As your brain becomes increasingly flooded with the fear that you won’t be able to get everything done, there’s a corresponding decrease in your ability to creatively solve problems and successfully manage your emotions. Fear creates negative feelings such as anger, anxiety, and depression and limits your responses to fight, flight or freeze.
You can counteract the negative impact of being harried during the holidays by creating positive emotions. To begin, be sure to take care of your body by getting enough sleep, exercising regularly, and eating nutritiously. If your body doesn’t get what it needs, your brain won’t work well.
You’ll know that you’re getting enough sleep if you can wake up without an alarm clock. You’ll know that your body is getting the fuel it needs if you’re consuming whole grains, fruits, vegetables, and protein rather than sweets or fatty foods. You’ll know that you’re burning off the stress chemicals that accumulate in your brain if you’re moving your body briskly for at least 30 minutes every day.

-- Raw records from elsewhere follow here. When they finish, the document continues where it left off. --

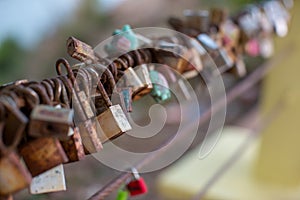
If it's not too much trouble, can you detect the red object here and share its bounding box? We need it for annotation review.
[126,177,148,196]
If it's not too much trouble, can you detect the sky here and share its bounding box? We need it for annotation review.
[0,0,124,48]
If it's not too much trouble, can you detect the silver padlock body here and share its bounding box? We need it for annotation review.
[97,105,132,142]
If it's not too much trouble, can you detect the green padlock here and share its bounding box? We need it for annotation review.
[150,70,171,103]
[116,188,129,200]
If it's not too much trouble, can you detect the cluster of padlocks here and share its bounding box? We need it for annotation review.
[0,0,293,197]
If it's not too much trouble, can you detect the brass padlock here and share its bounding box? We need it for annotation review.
[28,105,74,140]
[133,64,153,100]
[67,37,97,63]
[20,137,68,176]
[61,127,85,162]
[0,119,32,196]
[97,81,131,143]
[56,59,102,154]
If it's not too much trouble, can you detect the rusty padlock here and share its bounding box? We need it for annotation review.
[116,59,147,96]
[20,137,68,176]
[61,127,85,162]
[56,59,102,154]
[67,37,97,63]
[28,105,74,140]
[126,168,148,196]
[97,81,131,143]
[0,111,32,196]
[133,64,153,100]
[1,95,28,149]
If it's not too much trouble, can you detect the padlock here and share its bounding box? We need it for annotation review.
[258,37,274,58]
[67,37,97,64]
[133,64,153,100]
[119,87,132,112]
[97,81,131,142]
[20,137,68,176]
[73,91,103,154]
[0,151,32,196]
[60,127,85,162]
[29,164,67,194]
[228,56,247,78]
[56,59,102,154]
[0,117,32,196]
[150,70,171,103]
[197,33,219,52]
[220,20,240,48]
[210,8,228,27]
[1,95,28,149]
[117,67,147,97]
[183,10,210,33]
[210,48,234,73]
[126,168,148,196]
[28,105,74,140]
[237,11,261,38]
[105,24,139,55]
[263,1,290,37]
[245,38,260,57]
[176,47,203,74]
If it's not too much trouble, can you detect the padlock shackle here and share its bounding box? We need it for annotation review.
[14,85,40,110]
[29,83,51,105]
[55,58,76,85]
[97,80,112,107]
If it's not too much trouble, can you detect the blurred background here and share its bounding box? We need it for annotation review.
[0,0,300,200]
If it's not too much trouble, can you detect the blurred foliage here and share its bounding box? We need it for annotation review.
[0,38,26,84]
[200,0,266,12]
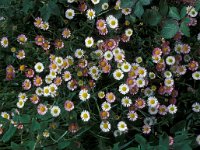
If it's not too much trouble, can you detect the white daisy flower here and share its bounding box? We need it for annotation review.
[117,121,128,132]
[167,104,177,114]
[65,9,75,20]
[86,9,95,20]
[85,37,94,48]
[166,56,175,65]
[119,84,129,95]
[121,96,132,107]
[75,49,84,58]
[113,69,124,80]
[106,15,118,29]
[164,78,174,87]
[50,106,61,117]
[43,86,51,97]
[1,37,9,48]
[192,71,200,80]
[148,107,158,115]
[91,0,100,5]
[125,28,133,37]
[103,51,113,60]
[127,111,138,121]
[147,96,158,107]
[79,89,90,101]
[55,57,63,66]
[100,121,111,132]
[192,102,200,112]
[136,78,145,88]
[17,100,24,108]
[81,110,90,122]
[34,62,44,73]
[121,62,131,72]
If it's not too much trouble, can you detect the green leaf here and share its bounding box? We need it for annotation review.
[181,6,187,19]
[159,133,169,150]
[140,0,151,5]
[31,119,41,131]
[2,125,17,142]
[58,141,70,149]
[120,0,137,8]
[169,7,181,20]
[159,0,169,16]
[22,0,34,14]
[134,1,144,18]
[180,22,190,37]
[161,20,179,39]
[144,9,162,26]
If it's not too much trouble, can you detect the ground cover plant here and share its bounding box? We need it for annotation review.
[0,0,200,150]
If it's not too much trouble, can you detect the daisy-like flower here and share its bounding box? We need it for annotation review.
[113,69,124,80]
[192,102,200,112]
[18,93,28,102]
[81,110,90,122]
[1,37,9,48]
[167,104,177,114]
[119,84,129,95]
[43,86,51,97]
[22,79,31,90]
[62,71,72,81]
[37,104,48,115]
[106,15,118,29]
[106,92,116,103]
[33,76,43,86]
[62,28,71,39]
[147,97,158,107]
[54,57,63,66]
[166,56,175,65]
[121,62,131,72]
[100,121,111,132]
[50,106,61,117]
[136,78,145,88]
[34,62,44,73]
[85,37,94,48]
[142,125,151,134]
[17,34,27,44]
[121,96,132,107]
[96,19,106,30]
[34,17,43,28]
[164,78,174,87]
[101,3,109,10]
[158,105,168,116]
[125,28,133,37]
[127,111,138,121]
[79,89,90,101]
[148,107,158,115]
[64,100,74,111]
[65,9,75,20]
[117,121,128,132]
[30,94,40,104]
[35,87,43,96]
[192,71,200,80]
[17,100,25,108]
[16,50,25,60]
[86,9,95,20]
[91,0,100,5]
[101,102,111,111]
[75,49,84,59]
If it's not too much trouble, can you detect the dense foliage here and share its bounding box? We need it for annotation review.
[0,0,200,150]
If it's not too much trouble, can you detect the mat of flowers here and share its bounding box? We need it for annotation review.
[0,0,200,150]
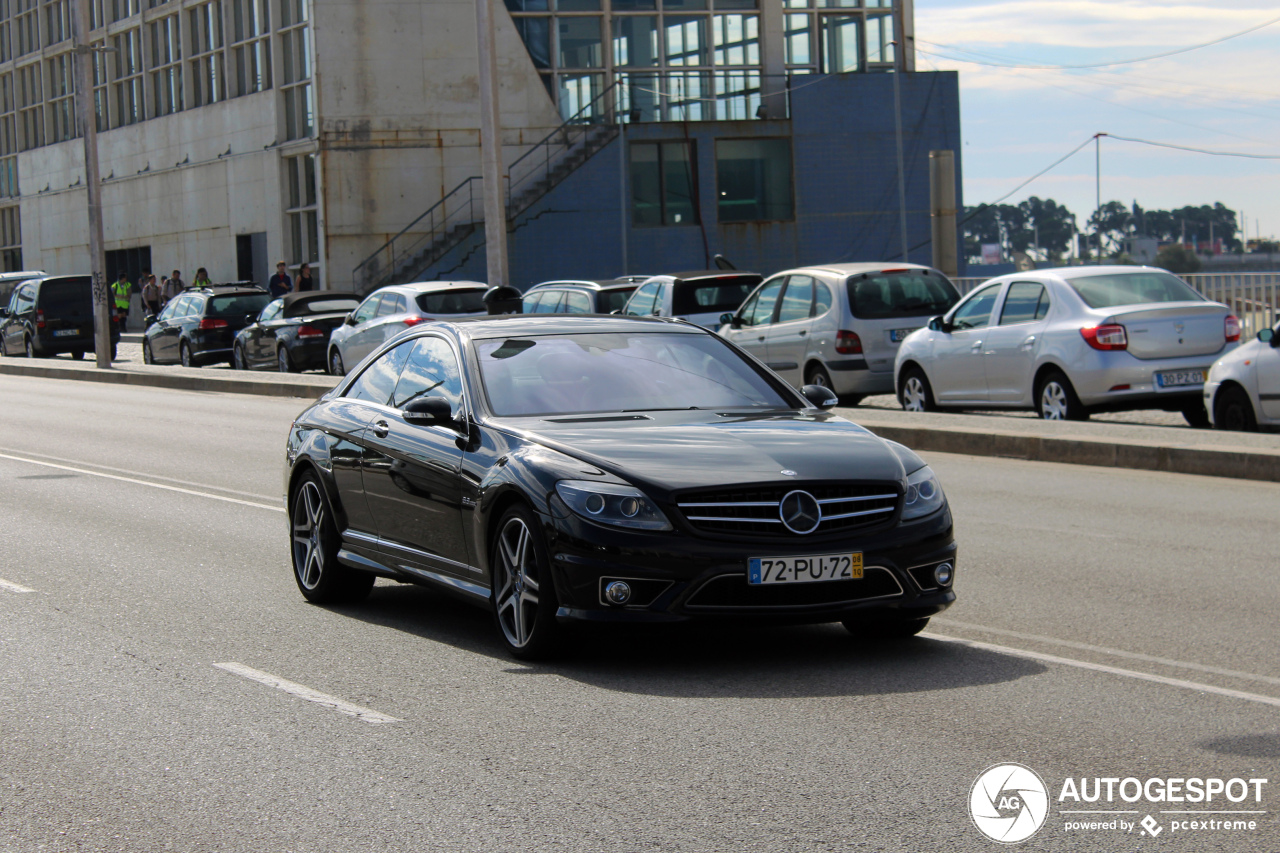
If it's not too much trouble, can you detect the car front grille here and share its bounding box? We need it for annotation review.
[676,482,902,537]
[685,566,902,610]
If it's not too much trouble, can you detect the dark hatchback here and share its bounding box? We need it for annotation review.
[284,315,956,657]
[0,275,100,359]
[142,284,271,368]
[232,291,360,373]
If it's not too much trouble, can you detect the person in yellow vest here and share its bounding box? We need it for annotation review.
[111,272,133,334]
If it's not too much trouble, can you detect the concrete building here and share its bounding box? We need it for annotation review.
[0,0,960,289]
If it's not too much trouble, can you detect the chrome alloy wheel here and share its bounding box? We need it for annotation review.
[293,480,328,590]
[902,374,928,411]
[494,516,539,648]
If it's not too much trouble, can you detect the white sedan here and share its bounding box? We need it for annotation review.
[1204,324,1280,432]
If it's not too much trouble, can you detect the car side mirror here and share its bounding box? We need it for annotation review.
[401,397,453,427]
[800,386,840,409]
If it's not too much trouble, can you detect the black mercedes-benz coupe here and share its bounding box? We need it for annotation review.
[284,315,956,657]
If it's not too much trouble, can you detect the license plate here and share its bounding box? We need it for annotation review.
[746,552,863,584]
[1156,370,1204,388]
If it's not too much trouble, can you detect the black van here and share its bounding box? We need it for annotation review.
[0,275,103,359]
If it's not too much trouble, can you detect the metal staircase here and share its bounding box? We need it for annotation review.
[353,83,618,293]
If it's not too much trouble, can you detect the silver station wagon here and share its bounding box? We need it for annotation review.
[895,266,1240,427]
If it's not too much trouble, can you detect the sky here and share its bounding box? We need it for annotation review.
[915,0,1280,240]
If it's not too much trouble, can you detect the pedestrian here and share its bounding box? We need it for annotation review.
[293,264,316,293]
[142,274,161,316]
[160,270,187,305]
[111,270,133,334]
[266,261,293,300]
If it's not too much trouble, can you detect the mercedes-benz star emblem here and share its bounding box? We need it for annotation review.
[778,489,822,534]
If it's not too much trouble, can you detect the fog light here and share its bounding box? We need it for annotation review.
[604,580,631,605]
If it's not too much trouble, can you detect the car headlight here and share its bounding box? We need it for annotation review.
[556,480,671,530]
[902,465,946,521]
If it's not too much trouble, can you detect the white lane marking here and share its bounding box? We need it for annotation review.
[0,453,284,512]
[933,619,1280,685]
[920,634,1280,708]
[214,662,403,724]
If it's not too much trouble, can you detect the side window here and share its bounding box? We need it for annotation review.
[561,291,591,314]
[343,341,416,406]
[392,338,462,414]
[353,293,383,323]
[622,282,658,316]
[951,282,1004,329]
[742,277,787,325]
[1000,282,1048,325]
[778,275,813,323]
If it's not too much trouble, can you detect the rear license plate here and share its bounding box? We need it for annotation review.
[1156,370,1204,388]
[746,552,863,584]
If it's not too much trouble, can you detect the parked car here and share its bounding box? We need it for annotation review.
[622,269,762,328]
[0,275,99,359]
[328,282,489,377]
[719,263,960,406]
[524,275,646,314]
[232,291,360,373]
[284,315,956,657]
[895,266,1240,427]
[142,284,271,368]
[1204,323,1280,432]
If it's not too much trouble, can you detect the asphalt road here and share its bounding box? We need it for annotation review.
[0,377,1280,853]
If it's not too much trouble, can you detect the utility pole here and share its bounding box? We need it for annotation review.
[72,0,111,370]
[476,0,508,287]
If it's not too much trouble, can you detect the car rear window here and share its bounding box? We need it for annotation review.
[849,269,960,320]
[38,277,93,315]
[671,275,763,316]
[205,293,271,316]
[417,287,485,314]
[1068,270,1204,307]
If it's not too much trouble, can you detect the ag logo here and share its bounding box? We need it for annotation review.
[969,765,1048,844]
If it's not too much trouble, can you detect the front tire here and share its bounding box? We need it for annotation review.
[489,506,559,661]
[289,473,374,605]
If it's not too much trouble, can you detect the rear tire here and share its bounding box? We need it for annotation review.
[1213,386,1258,433]
[289,471,374,605]
[1036,370,1089,420]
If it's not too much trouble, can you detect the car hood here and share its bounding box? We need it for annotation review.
[502,411,923,492]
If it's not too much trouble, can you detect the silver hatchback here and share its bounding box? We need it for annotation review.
[719,264,960,406]
[895,266,1240,427]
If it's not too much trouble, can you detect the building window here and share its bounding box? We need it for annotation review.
[716,140,795,222]
[284,154,320,265]
[151,15,183,115]
[14,63,45,151]
[13,0,40,56]
[232,0,271,97]
[187,0,227,106]
[631,142,698,225]
[111,29,146,127]
[0,205,22,273]
[280,0,315,140]
[47,54,76,142]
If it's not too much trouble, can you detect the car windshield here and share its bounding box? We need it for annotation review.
[671,275,760,316]
[849,269,960,320]
[205,293,271,316]
[476,332,795,418]
[1068,270,1204,307]
[417,287,485,315]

By keeping your brain chemistry in balance, you’ll wake up refreshed and able to start each day by getting organized. Write down the important items you’d like to accomplish, and designate 20% of them as priorities to get done that day. Rather than getting sucked into the black hole of Facebook or surfing the web, attend to one of your top priorities. Do not let yourself get distracted into any other activity until you’ve completed your top priorities. When you scratch items off your to-do list, you’ll feel terrific.
Another method for generating positive emotions is to engage in interactions with people that you like. The best way to do this is with face-to-face connections. Smiles are contagious, so bring your sense of humor to these conversations. When you relate to people you trust, your brain performs at its best. Give your brain a rest every hour and a half with a minimum of 10 minutes of friendly interactions and you’ll stay sharp all day long.
The most important strategy for enjoying the holidays is to reflect on your values. What do you think is most meaningful at this time of the year – family, friends, spiritual renewal?
What are your fondest memories from past holiday celebrations? How could you replicate a similar scenario this year? During the upcoming holidays you’ll be making memories that you’ll look back upon in the future. How do you want these holidays to be remembered?